Looking at the positives
"I guess I just kind of always looked at the positives of it [the Giro d’Italia] and the fact that at the start of the year I was just so up and down and stop start," he added. "I never really got fully going until March after the Volta a Catalunya - which was pretty close to the Giro - so I was just pretty happy to have just been in the position to win.
"Then obviously getting so close on the last day made it hard to take but at the same time I was happy with how I managed to get into that position."
At the Vuelta Thomas will have another opportunity to go up against Primož Roglič who is set to lead Jumbo-Visma alongside Tour de France winner Jonas Vingegaard. The Welshman explained that he was trying not to think too far ahead in terms of a result in Spain and would look to take it day by day.
"We'll see once we're in it," Thomas said. "The Vuelta's such a hard race this year. There's something most days really and a super hard back end of the race as well. It'll be tough though because they've obviously got two pretty decent guys but we'll see."
Ahead of the men’s elite individual time trial on Friday, the 37-year-old said he was determined to perform and push for a good result.
Thomas explained that competing at the Worlds provided excellent preparation for the time trials that feature in the Vuelta but that his later goal wouldn’t distract from the aim of getting onto the podium in Stirling.
"It helps for the Vuelta, but the main reason [for] coming here was to try and perform and do well in the TT. I would have loved to have done the road race as well but the way Poland fell it wasn't possible," Thomas said. "So it does help [with preparation for the Vuelta] but I think it's mainly because of the race and it being at home that I’m here rather than using it as practice and I'm coming here to try to perform."

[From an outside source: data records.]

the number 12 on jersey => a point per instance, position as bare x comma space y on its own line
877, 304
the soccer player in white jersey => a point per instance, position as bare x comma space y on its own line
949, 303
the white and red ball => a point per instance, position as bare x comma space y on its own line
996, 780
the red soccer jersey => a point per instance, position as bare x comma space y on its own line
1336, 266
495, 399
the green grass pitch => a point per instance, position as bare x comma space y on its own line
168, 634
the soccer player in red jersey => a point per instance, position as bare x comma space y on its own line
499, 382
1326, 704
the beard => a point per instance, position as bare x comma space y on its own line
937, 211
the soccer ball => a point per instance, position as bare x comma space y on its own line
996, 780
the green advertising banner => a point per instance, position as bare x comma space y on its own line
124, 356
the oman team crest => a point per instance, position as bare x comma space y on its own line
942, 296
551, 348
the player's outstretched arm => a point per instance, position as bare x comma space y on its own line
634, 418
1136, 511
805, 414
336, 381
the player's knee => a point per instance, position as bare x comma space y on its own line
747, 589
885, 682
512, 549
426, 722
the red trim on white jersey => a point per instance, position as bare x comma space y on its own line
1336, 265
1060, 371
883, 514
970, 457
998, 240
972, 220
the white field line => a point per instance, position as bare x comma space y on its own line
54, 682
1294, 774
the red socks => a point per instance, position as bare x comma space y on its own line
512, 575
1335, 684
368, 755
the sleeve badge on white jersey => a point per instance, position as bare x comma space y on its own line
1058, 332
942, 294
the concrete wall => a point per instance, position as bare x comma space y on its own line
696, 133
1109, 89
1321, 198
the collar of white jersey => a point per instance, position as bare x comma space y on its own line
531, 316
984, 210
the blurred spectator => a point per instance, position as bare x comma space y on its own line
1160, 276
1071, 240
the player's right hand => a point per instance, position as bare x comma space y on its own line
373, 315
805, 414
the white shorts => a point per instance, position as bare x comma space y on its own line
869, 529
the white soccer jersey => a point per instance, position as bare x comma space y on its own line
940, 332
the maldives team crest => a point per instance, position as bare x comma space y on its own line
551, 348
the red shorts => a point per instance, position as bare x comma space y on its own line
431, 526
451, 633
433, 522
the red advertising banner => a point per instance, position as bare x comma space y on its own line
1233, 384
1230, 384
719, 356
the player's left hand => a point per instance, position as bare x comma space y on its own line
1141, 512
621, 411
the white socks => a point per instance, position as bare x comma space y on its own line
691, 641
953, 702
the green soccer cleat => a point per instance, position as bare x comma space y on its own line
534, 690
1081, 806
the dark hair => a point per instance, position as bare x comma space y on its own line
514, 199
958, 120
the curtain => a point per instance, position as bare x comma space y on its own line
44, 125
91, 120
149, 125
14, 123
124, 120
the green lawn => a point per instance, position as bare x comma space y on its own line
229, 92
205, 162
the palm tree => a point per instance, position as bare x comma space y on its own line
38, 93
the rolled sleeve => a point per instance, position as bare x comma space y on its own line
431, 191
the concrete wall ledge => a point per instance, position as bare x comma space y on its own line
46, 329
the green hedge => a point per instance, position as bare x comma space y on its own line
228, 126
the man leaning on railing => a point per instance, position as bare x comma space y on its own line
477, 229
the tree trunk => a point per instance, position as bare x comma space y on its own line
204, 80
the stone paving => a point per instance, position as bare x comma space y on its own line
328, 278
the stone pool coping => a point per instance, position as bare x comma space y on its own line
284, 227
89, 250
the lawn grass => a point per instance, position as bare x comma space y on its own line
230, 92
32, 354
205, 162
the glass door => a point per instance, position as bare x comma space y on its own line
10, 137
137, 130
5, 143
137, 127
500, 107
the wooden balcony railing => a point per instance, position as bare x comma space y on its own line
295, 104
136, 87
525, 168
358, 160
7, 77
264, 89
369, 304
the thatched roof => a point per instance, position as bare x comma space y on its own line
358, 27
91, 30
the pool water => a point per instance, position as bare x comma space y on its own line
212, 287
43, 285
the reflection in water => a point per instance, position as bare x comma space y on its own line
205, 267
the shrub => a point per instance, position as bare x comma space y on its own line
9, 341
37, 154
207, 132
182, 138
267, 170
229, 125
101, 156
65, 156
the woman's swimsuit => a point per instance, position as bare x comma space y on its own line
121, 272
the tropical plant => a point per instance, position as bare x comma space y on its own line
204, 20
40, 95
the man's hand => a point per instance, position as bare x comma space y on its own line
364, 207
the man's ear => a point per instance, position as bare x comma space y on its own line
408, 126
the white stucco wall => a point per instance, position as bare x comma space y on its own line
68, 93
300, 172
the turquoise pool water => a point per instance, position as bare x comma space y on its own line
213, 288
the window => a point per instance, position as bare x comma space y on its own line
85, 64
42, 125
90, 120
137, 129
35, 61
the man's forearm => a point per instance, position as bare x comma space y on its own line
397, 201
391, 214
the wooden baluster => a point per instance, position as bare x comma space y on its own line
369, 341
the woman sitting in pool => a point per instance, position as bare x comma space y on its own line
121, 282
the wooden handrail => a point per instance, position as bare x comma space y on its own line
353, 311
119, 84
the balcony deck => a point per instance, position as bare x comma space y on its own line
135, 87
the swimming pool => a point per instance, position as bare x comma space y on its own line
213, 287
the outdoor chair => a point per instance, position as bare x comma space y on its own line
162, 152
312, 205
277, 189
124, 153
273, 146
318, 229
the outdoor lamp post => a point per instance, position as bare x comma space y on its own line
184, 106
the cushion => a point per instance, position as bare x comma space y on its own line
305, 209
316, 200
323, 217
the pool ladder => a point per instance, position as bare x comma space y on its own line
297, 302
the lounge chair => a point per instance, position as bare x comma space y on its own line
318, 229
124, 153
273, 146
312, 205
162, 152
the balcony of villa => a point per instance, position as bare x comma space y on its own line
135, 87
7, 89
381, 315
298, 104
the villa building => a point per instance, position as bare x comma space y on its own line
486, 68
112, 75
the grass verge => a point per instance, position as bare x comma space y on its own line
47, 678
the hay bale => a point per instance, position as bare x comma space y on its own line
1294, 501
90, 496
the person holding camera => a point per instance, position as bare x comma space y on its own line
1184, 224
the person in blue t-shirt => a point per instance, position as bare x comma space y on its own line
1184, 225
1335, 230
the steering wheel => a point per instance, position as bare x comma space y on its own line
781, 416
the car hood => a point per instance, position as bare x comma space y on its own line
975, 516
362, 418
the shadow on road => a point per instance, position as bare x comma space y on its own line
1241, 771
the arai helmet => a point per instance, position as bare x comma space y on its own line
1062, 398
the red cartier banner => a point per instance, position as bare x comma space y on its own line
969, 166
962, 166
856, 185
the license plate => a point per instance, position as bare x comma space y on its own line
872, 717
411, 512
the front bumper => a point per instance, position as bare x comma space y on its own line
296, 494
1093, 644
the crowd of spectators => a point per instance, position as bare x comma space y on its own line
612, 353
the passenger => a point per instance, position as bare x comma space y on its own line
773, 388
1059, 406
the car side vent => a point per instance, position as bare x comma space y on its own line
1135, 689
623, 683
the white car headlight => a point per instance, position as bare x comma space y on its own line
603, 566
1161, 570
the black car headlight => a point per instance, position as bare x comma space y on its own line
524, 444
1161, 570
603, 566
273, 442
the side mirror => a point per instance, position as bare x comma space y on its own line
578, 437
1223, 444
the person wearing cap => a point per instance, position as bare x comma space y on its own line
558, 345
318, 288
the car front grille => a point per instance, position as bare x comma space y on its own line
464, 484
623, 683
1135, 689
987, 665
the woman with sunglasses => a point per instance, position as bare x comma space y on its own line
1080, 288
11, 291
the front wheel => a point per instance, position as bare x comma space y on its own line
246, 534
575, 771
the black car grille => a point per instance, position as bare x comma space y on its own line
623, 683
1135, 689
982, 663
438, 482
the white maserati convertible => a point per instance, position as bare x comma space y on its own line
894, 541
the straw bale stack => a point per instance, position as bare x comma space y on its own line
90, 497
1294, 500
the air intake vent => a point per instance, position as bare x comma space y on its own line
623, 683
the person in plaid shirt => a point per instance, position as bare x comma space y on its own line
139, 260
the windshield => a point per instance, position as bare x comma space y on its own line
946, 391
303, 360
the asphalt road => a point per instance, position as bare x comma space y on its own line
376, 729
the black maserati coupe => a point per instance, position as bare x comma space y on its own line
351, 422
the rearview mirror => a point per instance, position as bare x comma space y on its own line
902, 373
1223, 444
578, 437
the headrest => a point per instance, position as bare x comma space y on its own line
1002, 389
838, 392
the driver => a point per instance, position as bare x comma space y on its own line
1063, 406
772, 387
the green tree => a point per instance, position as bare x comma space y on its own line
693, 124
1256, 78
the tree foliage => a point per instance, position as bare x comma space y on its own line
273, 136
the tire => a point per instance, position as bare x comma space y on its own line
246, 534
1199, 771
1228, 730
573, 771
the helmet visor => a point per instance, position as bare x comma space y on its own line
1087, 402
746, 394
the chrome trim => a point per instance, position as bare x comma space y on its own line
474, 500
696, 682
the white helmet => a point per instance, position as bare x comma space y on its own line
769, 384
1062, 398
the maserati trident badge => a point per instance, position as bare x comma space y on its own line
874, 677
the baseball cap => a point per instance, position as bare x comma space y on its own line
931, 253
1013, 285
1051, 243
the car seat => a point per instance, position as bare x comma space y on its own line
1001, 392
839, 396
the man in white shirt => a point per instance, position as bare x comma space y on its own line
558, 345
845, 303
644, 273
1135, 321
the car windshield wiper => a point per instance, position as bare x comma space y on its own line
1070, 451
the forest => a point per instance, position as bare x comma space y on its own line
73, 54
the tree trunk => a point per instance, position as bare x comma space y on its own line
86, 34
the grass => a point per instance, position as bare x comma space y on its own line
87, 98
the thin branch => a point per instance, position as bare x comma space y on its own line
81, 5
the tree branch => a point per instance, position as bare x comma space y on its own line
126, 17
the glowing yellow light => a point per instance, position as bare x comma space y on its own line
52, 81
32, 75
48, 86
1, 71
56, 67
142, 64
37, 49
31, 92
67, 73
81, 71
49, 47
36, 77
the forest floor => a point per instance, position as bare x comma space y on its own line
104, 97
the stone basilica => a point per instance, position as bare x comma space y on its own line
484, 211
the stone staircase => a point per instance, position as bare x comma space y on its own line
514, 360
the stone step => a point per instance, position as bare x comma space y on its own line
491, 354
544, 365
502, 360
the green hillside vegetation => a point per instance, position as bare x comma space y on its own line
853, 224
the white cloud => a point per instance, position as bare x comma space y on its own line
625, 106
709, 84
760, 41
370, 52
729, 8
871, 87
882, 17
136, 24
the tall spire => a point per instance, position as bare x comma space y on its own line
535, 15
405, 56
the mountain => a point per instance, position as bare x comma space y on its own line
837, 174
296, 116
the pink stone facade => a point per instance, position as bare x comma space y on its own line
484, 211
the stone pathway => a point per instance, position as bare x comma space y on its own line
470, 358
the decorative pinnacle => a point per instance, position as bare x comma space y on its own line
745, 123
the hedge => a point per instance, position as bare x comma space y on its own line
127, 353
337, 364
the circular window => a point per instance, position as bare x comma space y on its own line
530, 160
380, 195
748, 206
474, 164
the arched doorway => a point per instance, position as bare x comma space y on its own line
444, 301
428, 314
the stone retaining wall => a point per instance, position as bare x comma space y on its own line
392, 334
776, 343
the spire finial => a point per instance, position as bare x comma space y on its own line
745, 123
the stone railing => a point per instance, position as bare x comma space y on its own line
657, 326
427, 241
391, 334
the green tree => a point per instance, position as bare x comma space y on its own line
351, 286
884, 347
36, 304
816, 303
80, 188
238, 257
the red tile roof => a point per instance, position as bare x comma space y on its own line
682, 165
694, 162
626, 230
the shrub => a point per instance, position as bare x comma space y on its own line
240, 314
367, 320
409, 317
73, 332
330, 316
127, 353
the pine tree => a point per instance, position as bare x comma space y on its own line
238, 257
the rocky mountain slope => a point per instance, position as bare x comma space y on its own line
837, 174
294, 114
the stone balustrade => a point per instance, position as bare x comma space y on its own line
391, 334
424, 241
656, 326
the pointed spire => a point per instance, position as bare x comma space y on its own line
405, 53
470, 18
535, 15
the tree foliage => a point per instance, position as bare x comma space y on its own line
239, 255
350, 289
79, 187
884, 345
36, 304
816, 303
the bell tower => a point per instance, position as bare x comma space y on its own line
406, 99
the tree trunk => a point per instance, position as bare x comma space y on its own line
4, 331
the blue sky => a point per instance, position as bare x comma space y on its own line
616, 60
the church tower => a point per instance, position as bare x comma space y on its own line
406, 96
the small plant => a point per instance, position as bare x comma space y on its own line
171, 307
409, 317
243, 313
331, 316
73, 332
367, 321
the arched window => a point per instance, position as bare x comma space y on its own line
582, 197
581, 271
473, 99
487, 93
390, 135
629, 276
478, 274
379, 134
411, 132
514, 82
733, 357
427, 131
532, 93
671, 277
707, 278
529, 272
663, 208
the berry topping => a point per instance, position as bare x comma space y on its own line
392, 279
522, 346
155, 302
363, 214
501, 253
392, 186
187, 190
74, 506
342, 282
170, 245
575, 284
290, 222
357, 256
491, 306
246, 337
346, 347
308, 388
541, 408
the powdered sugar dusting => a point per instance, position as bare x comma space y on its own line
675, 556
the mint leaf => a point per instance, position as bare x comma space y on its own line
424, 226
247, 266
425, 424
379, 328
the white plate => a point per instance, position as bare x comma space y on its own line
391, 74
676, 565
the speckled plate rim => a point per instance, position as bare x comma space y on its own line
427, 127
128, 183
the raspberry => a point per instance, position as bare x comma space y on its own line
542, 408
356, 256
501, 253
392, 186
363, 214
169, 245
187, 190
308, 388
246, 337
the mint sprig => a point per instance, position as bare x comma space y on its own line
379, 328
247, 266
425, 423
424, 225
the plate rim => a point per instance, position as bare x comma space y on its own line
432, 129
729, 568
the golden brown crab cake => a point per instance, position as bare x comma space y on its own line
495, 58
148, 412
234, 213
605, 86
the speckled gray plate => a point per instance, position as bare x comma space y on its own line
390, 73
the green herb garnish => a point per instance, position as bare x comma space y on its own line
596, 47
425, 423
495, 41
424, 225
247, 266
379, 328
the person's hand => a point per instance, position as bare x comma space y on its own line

"Guys like Josh [Tarling] or Filippo [Ganna], it probably favours them a bit more. But yeah, for me at the end of the day, it’s just A to B as quick as you can really. It’s a pure race. Just as good as you are and that’s that."
"I'm coming here to try to perform"
"I think I've never really been in decent shape at a Worlds either, maybe once in Imola and when Cav won in Copenhagen. So it's nice to just be at a Worlds in decent nick," he explained.
"I’ll do this and then go to altitude for another eight days or so and then straight into the Vuelta,” he added. “So, it's a lot of time away from home. But hopefully it will be why you just have no regrets then. You know, you've done all you can and you just do what you have to do."
Last weekend, Thomas was watching on when his Ineos teammate - and co-podcast host - Luke Rowe rode the elite men’s road race which was won by Mathieu van der Poel.
The Welshman said the timing of the Tour de Pologne meant he was unable to take part and that the explosive nature of the course meant that the race would not have been one for him.
He said: "It was different I guess for the Worlds but all the good guys were all there you know, so I think if you had the legs you'd have been there. It would have been tense getting into the circuit but they lit it up as soon as they got on. It wouldn't be my cup of tea for a race like the Worlds, I thought It looked pretty intense. Explosive.
"The usual suspects are always strong aren't they so it wasn't much of a surprise to see them all going well especially coming out of the Tour."
Thomas explained that he is even hungrier to carry on racing into 2024 with the Paris Olympics in mind.
"I've seen the road race recently actually, and I'd love to go. It'd be my fifth Olympics, which is pretty mad actually. I think it'd be a really good target to have that as a goal to try and go and do something there. It's going to be massive and so would be great to be a part of it."